Who This Helps
Founders and operators who see a key metric drop and need to know why—fast. This is for anyone tired of chaotic data fire drills. It’s a core practice from the Data Reliability Leadership program.
Mini Case
Mei saw weekly active users drop 18% last Tuesday. Her team spent two days debating if it was a bug, a feature change, or bad data. By Friday, they realized a data pipeline had silently broken the prior Sunday. A reliability baseline would have flagged the broken contract in 30 minutes, saving three days of guesswork.
Do This Now (5 Steps)
- Grab your top three KPIs. Revenue, sign-ups, activation rate—whatever keeps you up at night.

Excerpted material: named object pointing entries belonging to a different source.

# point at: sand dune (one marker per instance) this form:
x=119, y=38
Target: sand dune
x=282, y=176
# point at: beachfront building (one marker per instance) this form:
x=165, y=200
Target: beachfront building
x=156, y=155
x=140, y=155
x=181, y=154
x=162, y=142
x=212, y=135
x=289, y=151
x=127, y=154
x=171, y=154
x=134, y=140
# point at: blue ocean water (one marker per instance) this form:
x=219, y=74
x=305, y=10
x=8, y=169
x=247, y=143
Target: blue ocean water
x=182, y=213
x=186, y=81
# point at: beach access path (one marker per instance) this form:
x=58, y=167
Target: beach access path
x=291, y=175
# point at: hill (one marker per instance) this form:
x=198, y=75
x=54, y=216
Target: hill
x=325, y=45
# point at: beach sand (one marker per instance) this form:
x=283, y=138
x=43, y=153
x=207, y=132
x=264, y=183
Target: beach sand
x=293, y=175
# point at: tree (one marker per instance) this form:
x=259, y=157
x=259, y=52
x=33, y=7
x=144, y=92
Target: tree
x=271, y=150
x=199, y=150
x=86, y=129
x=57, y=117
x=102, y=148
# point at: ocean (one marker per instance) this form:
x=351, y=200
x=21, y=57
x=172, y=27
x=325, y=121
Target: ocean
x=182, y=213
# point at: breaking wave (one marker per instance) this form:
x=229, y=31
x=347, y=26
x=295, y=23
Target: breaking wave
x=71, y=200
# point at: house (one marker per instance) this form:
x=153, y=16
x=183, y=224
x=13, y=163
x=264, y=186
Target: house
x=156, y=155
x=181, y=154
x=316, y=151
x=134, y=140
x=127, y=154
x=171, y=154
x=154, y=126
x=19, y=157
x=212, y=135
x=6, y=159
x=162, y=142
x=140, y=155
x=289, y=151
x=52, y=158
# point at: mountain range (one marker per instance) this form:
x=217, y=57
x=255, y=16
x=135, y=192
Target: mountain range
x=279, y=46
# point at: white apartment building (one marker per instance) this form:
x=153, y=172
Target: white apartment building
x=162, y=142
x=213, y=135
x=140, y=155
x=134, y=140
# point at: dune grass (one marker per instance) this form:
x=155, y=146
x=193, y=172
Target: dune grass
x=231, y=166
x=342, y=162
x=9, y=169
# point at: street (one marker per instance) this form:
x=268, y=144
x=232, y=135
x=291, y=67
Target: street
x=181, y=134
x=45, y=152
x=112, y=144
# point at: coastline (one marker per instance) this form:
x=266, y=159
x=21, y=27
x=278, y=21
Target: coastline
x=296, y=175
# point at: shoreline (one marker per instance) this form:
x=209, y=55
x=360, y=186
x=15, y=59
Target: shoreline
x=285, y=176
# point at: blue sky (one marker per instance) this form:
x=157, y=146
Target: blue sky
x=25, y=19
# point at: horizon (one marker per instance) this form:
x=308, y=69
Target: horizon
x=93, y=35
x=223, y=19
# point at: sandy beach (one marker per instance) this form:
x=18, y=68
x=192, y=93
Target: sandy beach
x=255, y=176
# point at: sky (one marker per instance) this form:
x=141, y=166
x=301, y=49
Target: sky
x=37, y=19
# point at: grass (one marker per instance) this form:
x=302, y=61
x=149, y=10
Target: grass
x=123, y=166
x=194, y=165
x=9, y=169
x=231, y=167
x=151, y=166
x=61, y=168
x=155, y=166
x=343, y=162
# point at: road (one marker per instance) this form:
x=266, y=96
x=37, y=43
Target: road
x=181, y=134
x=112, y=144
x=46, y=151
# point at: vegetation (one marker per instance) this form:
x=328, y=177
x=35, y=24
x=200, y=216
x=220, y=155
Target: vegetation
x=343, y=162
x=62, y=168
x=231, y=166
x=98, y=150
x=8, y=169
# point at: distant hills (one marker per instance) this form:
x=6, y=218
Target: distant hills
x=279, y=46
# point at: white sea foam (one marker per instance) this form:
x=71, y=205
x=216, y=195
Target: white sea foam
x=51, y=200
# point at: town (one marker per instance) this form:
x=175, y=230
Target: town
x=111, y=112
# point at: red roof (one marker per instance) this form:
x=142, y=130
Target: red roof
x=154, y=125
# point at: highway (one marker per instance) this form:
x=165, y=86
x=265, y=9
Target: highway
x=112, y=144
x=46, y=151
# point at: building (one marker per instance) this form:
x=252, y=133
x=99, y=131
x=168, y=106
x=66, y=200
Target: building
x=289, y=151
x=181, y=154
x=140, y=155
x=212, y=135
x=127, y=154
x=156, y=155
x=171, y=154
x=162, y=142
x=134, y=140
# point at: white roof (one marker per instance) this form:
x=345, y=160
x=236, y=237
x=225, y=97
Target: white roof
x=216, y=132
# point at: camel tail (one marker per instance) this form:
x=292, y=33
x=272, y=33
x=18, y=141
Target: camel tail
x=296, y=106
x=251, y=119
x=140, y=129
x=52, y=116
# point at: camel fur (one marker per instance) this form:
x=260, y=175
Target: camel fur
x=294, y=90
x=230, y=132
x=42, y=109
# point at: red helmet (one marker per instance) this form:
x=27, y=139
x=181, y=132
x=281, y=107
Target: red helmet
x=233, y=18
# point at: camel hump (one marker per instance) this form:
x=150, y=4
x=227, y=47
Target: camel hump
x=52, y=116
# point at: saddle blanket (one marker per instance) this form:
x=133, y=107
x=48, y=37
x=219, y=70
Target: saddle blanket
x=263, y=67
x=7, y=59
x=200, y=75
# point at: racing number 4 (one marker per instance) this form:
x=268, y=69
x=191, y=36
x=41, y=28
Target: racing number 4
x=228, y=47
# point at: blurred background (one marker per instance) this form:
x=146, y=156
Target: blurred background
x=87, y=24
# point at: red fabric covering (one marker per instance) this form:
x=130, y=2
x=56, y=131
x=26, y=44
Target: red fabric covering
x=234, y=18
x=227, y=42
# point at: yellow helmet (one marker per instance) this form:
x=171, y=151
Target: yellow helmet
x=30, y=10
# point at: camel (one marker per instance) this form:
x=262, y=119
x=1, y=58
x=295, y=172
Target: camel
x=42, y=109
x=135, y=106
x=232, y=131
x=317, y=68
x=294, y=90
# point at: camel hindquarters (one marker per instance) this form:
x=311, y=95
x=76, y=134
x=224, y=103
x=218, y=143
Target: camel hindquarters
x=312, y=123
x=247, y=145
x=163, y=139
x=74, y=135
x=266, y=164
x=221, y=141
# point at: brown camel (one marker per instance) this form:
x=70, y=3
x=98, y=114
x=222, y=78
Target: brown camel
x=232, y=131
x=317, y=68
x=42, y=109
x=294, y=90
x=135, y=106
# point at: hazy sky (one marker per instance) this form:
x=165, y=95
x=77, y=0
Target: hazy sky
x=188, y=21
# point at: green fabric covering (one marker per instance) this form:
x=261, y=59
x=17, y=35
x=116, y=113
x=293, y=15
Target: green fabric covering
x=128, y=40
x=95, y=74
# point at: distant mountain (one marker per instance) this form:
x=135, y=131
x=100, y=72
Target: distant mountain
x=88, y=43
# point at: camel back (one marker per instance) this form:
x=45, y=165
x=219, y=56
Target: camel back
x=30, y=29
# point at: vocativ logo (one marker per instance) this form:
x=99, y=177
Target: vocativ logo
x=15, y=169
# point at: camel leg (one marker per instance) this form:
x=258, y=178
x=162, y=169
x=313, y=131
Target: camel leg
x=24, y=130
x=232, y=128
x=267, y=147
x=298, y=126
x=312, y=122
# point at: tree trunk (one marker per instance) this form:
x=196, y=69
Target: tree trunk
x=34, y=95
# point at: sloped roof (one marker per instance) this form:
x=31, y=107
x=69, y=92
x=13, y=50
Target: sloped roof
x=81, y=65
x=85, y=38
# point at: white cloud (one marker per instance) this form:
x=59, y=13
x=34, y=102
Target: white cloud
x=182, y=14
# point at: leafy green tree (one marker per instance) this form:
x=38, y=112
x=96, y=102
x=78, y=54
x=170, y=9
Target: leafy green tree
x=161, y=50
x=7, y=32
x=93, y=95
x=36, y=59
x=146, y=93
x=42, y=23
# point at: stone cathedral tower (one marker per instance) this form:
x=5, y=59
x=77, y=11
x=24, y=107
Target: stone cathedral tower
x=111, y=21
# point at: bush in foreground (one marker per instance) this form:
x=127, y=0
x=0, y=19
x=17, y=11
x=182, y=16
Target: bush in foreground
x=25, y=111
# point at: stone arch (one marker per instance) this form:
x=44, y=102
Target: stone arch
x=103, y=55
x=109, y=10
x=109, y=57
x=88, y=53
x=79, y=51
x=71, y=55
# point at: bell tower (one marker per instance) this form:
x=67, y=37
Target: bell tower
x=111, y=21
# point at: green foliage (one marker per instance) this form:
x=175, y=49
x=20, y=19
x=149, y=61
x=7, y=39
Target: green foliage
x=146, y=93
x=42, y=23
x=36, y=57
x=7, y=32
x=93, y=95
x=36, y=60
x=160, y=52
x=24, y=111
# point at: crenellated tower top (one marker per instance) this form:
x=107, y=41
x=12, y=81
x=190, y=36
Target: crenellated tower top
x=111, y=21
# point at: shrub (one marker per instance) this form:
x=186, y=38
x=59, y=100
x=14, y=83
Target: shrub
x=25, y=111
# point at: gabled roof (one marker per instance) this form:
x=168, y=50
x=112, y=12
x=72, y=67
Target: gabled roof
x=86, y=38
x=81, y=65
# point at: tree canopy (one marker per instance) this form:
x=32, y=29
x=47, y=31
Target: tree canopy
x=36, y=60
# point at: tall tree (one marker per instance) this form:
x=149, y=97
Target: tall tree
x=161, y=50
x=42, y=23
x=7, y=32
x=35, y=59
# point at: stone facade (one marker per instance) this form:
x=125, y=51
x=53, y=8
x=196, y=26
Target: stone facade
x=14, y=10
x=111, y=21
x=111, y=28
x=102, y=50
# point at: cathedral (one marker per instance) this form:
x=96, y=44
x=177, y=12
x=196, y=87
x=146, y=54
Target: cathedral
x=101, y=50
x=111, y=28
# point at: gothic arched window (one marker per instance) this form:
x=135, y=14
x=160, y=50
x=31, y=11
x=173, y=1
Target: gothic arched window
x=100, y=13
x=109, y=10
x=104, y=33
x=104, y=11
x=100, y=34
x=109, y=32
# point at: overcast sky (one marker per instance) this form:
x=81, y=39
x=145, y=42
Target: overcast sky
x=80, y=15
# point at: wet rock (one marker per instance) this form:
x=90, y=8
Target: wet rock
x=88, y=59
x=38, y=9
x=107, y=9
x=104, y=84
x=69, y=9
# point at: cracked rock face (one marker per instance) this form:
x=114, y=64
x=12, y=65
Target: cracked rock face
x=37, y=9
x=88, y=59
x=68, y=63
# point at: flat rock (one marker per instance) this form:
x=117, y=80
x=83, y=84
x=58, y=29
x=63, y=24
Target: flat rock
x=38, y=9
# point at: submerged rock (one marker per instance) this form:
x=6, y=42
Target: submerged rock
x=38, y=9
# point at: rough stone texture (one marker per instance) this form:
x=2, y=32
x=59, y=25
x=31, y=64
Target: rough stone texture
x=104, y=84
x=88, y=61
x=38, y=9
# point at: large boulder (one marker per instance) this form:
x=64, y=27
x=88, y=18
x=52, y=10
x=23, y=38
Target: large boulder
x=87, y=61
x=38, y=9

- For each, ask: What’s the source? Is it Stripe, your product database, a third-party tool? Write it down.
- Define the contract. How fresh should this data be? Updated hourly? By 9 AM daily? What’s the allowed range? (e.g., Sign-ups should never be negative).

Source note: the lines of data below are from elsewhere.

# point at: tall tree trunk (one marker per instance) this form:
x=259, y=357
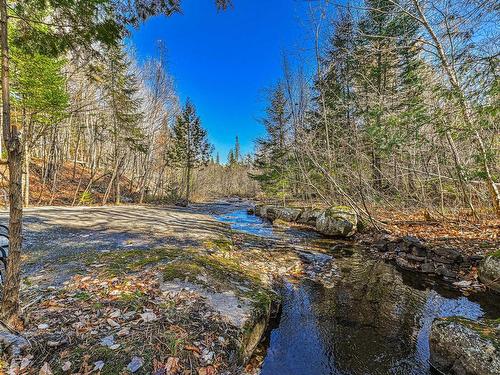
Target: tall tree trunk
x=10, y=302
x=465, y=107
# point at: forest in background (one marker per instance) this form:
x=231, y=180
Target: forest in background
x=96, y=127
x=400, y=112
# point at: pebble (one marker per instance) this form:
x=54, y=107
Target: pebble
x=98, y=366
x=108, y=341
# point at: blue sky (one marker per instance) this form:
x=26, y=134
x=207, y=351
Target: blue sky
x=224, y=61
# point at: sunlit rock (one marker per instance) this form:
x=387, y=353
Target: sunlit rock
x=337, y=221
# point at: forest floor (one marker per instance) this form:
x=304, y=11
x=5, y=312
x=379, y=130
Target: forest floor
x=164, y=290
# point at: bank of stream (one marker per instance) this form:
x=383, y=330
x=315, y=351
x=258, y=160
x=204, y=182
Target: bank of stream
x=371, y=318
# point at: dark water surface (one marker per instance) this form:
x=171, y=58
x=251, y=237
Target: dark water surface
x=374, y=320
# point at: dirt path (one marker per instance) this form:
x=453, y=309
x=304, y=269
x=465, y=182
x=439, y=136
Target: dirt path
x=53, y=235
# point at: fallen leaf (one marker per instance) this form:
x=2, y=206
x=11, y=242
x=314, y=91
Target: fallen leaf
x=148, y=317
x=45, y=370
x=135, y=364
x=192, y=349
x=209, y=370
x=98, y=366
x=112, y=323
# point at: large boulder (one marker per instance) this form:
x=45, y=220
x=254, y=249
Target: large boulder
x=309, y=217
x=463, y=347
x=337, y=221
x=489, y=271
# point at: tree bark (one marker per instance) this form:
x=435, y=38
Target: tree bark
x=10, y=301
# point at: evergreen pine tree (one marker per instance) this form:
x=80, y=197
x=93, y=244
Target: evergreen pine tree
x=120, y=88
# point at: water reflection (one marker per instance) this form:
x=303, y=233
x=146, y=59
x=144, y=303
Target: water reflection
x=374, y=320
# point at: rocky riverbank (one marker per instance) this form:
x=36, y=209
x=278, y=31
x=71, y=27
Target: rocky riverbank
x=463, y=347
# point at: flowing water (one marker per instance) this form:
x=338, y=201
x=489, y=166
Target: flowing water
x=374, y=320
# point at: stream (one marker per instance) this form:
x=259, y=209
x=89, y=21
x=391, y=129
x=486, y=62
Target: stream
x=375, y=319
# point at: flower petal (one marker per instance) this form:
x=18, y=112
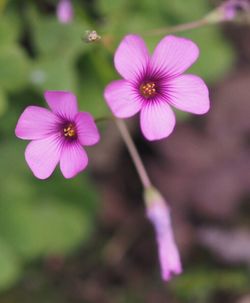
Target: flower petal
x=73, y=160
x=173, y=55
x=62, y=103
x=157, y=120
x=36, y=123
x=87, y=131
x=131, y=57
x=189, y=93
x=122, y=99
x=43, y=155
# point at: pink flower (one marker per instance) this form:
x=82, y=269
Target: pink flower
x=64, y=11
x=57, y=135
x=152, y=84
x=159, y=215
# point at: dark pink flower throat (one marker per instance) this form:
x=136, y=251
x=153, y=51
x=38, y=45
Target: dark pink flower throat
x=69, y=131
x=148, y=89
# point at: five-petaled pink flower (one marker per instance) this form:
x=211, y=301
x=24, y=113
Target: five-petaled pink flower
x=152, y=84
x=58, y=135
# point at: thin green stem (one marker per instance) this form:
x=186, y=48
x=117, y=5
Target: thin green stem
x=104, y=118
x=133, y=153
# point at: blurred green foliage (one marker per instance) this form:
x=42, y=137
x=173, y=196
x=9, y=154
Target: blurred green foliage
x=37, y=53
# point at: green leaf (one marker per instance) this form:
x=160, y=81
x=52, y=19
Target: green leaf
x=14, y=68
x=9, y=30
x=10, y=266
x=41, y=218
x=52, y=38
x=53, y=74
x=216, y=54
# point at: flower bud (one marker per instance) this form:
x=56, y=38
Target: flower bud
x=91, y=36
x=231, y=10
x=159, y=215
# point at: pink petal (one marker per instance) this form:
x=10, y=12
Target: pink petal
x=43, y=155
x=122, y=99
x=157, y=120
x=36, y=123
x=62, y=103
x=73, y=160
x=87, y=131
x=174, y=55
x=131, y=57
x=189, y=93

- Check the last 7 days. Does the actual data match your freshness and range rules? Spot any gaps or weird values?
- Score it. Green for good, yellow for a warning, red for broken. Your first baseline is done. (It’s easier than untangling headphone wires.)
Avoid These Traps
- Don’t start by digging into the data lake without a map. You’ll get lost.

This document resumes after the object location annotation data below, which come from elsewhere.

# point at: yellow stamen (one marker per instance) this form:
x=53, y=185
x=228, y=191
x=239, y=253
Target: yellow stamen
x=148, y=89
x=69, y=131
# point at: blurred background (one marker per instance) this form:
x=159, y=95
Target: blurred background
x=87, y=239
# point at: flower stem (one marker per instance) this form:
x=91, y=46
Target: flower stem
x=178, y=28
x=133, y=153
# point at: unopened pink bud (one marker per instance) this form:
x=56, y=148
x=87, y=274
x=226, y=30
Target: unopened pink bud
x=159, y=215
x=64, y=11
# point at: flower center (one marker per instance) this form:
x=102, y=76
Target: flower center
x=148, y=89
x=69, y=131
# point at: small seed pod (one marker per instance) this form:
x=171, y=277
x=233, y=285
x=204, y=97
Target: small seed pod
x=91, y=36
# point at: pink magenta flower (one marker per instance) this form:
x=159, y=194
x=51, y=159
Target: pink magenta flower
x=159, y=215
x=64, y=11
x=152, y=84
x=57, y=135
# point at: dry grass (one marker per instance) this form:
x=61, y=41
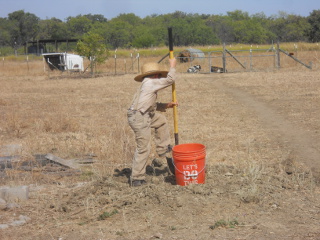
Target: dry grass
x=74, y=116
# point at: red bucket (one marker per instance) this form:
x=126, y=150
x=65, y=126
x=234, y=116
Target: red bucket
x=189, y=162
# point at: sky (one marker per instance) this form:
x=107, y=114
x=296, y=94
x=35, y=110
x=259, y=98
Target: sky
x=61, y=9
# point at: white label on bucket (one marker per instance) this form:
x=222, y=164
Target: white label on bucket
x=190, y=167
x=193, y=174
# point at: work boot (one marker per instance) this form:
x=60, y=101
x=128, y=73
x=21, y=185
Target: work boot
x=157, y=162
x=138, y=183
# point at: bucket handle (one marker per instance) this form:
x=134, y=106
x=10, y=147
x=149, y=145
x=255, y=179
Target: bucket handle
x=190, y=175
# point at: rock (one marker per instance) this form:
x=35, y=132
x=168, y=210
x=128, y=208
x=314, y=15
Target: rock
x=4, y=226
x=22, y=220
x=12, y=194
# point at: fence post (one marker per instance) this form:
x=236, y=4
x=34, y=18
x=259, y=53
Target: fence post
x=115, y=64
x=278, y=55
x=138, y=56
x=250, y=59
x=224, y=57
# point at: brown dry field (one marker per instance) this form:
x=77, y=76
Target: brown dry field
x=261, y=130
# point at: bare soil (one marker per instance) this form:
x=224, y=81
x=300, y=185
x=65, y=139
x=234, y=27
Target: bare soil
x=261, y=132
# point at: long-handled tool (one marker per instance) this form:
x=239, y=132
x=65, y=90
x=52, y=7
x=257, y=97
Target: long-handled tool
x=174, y=97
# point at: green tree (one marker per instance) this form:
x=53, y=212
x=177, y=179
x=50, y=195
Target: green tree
x=23, y=27
x=314, y=21
x=118, y=33
x=78, y=26
x=92, y=46
x=52, y=29
x=289, y=28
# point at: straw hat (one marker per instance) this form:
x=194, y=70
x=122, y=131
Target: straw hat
x=150, y=69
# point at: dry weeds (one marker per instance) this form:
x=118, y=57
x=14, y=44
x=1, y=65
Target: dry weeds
x=250, y=159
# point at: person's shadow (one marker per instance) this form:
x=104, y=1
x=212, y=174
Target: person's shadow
x=151, y=170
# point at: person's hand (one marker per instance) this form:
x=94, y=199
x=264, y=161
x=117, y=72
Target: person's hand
x=173, y=62
x=172, y=104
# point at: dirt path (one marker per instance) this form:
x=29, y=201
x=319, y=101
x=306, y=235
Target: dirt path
x=299, y=141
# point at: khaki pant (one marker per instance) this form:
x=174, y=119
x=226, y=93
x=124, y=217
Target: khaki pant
x=142, y=124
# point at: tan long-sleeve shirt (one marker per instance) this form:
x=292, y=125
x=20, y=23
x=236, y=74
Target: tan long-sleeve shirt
x=146, y=99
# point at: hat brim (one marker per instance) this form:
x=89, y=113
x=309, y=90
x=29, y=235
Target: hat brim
x=140, y=77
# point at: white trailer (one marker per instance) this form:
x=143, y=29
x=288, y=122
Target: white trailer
x=64, y=61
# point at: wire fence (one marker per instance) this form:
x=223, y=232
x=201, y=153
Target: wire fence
x=211, y=62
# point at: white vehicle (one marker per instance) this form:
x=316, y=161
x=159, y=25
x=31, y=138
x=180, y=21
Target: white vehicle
x=64, y=61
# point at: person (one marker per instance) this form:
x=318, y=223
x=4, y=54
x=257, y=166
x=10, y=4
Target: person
x=144, y=114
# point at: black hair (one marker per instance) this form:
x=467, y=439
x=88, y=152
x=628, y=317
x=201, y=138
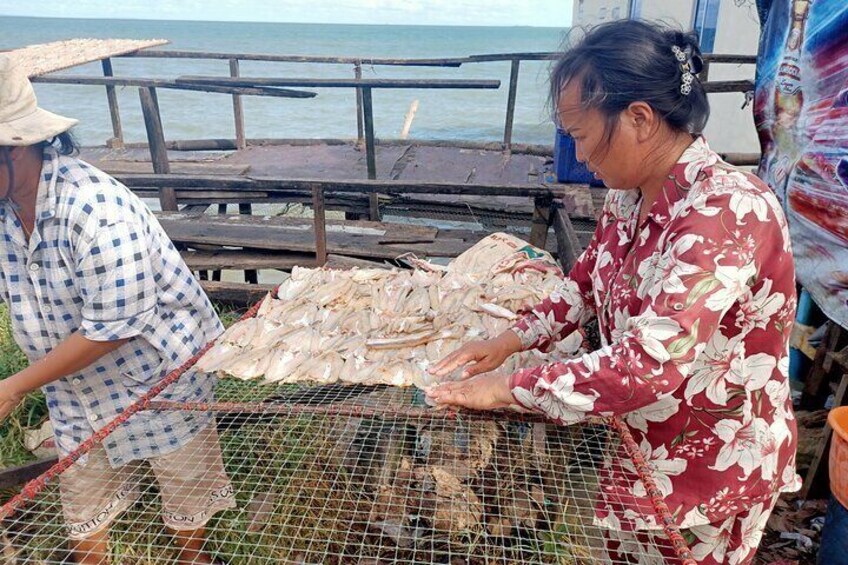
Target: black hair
x=65, y=143
x=626, y=61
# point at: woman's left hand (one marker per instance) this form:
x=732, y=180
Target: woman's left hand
x=488, y=391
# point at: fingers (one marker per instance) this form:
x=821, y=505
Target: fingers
x=482, y=366
x=6, y=408
x=449, y=364
x=450, y=394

- Don’t let the team argue about definitions during the crisis. Define contracts when things are calm.
- Don’t try to baseline everything at once. Three key metrics are enough to start.
- Don’t ignore small, consistent drifts. A 2% error every day for a week is a 14% problem.
- Don’t skip documenting the score. If it’s not written down, the debate starts over tomorrow.
Your Win by Friday
You’ll have a simple, one-page reliability scorecard for your most important numbers. Next time a KPI dips, you can check your baseline in five minutes to see if the data itself is trustworthy. You’ll either rule out a data issue instantly or pinpoint the broken source, turning a multi-day mystery into a one-hour fix.